Si on regarde son bilan de plus près, on voit que son aller-retour Paris-Bangkok de l’été dernier compte pour 4,1 tonnes, soit 40% de l’empreinte carbone moyenne d’un français et largement plus que le bilan total d’André. Donc le choix de sa destination de vacances a un énorme impact sur son bilan carbone, et c’est l’un des postes sur lesquels elle devrait se pencher en premier. Elle peut par exemple commencer par réduire la fréquence de ses voyages à l’autre bout du monde à un tous les deux ans, et choisir une destination plus proche les autres étés, à laquelle elle peut s’y rendre en train.
Pour ce qui est de l’alimentation, la viande et les laitages représentent 1,7 tonnes eq co2. Elle peut se fixer comme objectif de diminuer ce chiffre par deux à moyen terme, en concentrant ses efforts sur la viande rouge, sachant que produire 1kg de boeuf émet 4 fois plus de gaz à effet de serre que pour 1kg de poulet. Elle pourrait aussi décider d’arrêter de boire de l’eau en bouteille et remplir sa carafe avec celle du robinet. Évidemment, ça serait mieux si elle achetait des fruits et légumes de saison et issus de l’agriculture locale, mais étant donné que cela représente une part relativement faible de ce poste d’émissions ce n’est pas forcément la priorité pour commencer.
La production de biens manufacturés représente aussi une grosse part de ses émissions. Si elle veut agir là-dessus, elle peut bien sûr essayer de d’orienter ses achats vers des produits réputés plus “éco-responsables” (comme les téléphones Fairphone par exemple).

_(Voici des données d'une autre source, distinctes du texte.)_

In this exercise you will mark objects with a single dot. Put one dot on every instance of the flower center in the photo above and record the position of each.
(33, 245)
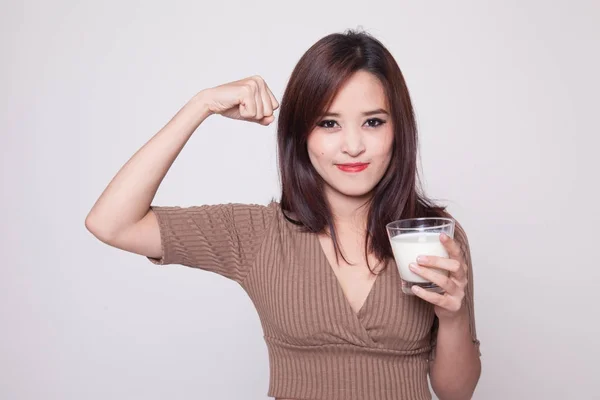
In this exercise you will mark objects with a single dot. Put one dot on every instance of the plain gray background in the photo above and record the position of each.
(506, 96)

Mais la démarche la plus efficace sera tout simplement d’essayer d’acheter moins de biens matériels, de tenter de distinguer le « nécessaire » du « superflu », de moins jeter, de plus réparer, de passer moins de temps au centre commercial et plus de temps sur LeBonCoin, de fuir les produits à usage unique lorsqu’il existe des produits alternatifs réutilisables, et d’essayer davantage de louer ou emprunter à des amis lorsqu’il s’agit d’objets qu’elle utilise très rarement.
Pour tous ces postes d’émissions, elle peut s’y mettre presque du jour au lendemain, mais pour ceux qui restent ça va être plus compliqué car ils dépendent directement de son logement. André et Bernadette se chauffent tous les deux au gaz et leur logement possède une isolation de qualité équivalente, et pourtant les émissions dues au chauffage représentent 2,1 tonnes pour l’un contre 0,8 tonnes pour l’autre. Ce calculateur ne prend pas en compte le fait que le logement soit individuel ou collectif, l’écart s’explique donc simplement par la différence de surfaces habitables (plus ou moins proportionnelle à la consommation de chauffage). Mais dans les faits, cet écart sera probablement majoré par le fait que Bernadette vit dans une maison individuelle. À surfaces habitables égales, cela implique plus de déperditions thermiques que pour un appartement, car une surface plus importante est en contact direct avec l’extérieur (murs, toit, plancher). En plus de ça, étant donné qu’elle habite dans un endroit peu densément peuplé et relativement loin de son lieu de travail ce sera aussi assez compliqué de faire des économies sur les 5,8 tonnes de ses trajets en voitures. C’est probable que son hameau n’est pas suffisamment bien desservi par les transports en commun pour pouvoir les utiliser pour se rendre au travail dans un délai raisonnable. Il lui reste tout de même quelques possibilités pour tenter de réduire au moins partiellement ce poste d’émissions sans déménager. Bien sûr, elle peut changer de véhicule pour une voiture électrique ou hybride, elle peut aussi essayer de trouver un voisin qui travaille au même endroit et qui a les mêmes horaires et organiser un covoiturage quotidien, et par ailleurs, adopter de bonnes habitudes pour une conduite plus économe pourrait lui permettre d’économiser jusqu’à 20% de carburant [5].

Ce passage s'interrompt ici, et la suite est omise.